You're there. The team is using it. Problems emerge. You fix them quickly. Adoption happens naturally because the team has seen it work and they know how to ask for help.

Why This Works

It's relevant to their actual work. People aren't learning on contrived examples. They're solving a real problem.

It's active. People are doing, not watching. Doing creates confidence and ownership.

It addresses resistance naturally. When someone sees "wait, this cut my intake processing time in half," skepticism disappears faster than in any training.

There's immediate follow-up. You're still there for week 2-4. The hard part—moving from "I understand it" to "I actually use it"—has support and oversight.

The Time and Cost

A 4-day workshop for 10 people: $5-8K in your time/contractor time, plus 4 days of team time. That's roughly $10-15K all-in.
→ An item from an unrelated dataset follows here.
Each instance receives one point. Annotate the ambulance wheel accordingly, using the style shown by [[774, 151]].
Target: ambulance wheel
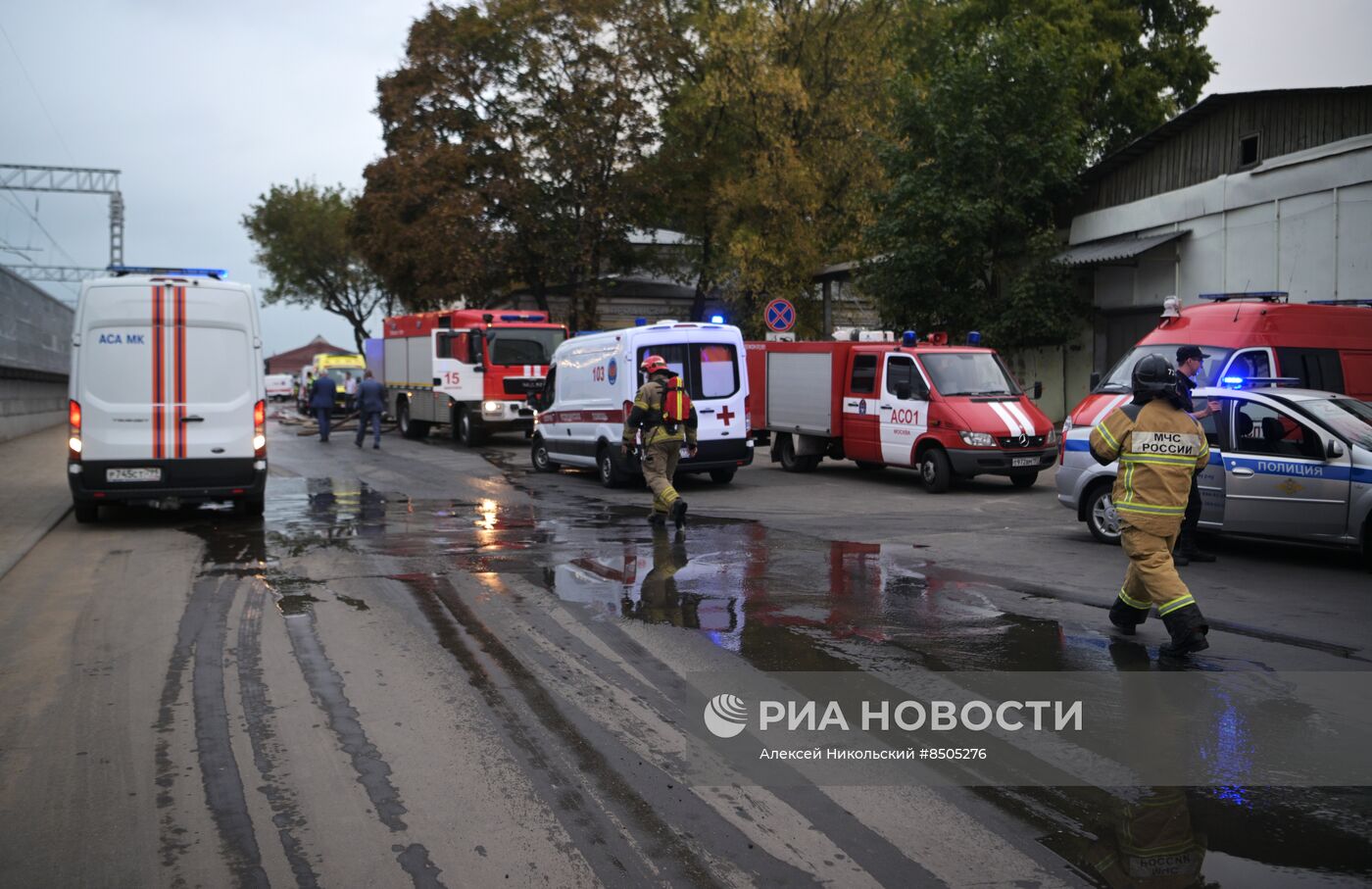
[[935, 470], [466, 428], [538, 456], [1102, 519], [606, 468], [789, 461], [409, 428]]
Traditional training for the same group: $5-8K.

The difference: workshop model gets you 80%+ adoption. Training model gets you 30% adoption. The cost is similar. The outcome is 3x better.

Scaling This

If you have multiple teams or locations, you can't do one workshop. Instead:

Peer-to-peer adoption is actually faster than trainer-led adoption. People trust their peers more than they trust a trainer.

The Honest Take

You can't train people into behavioral change. You can only invite them to experience success and then support them as they adopt. The workshop model does that. Traditional training doesn't.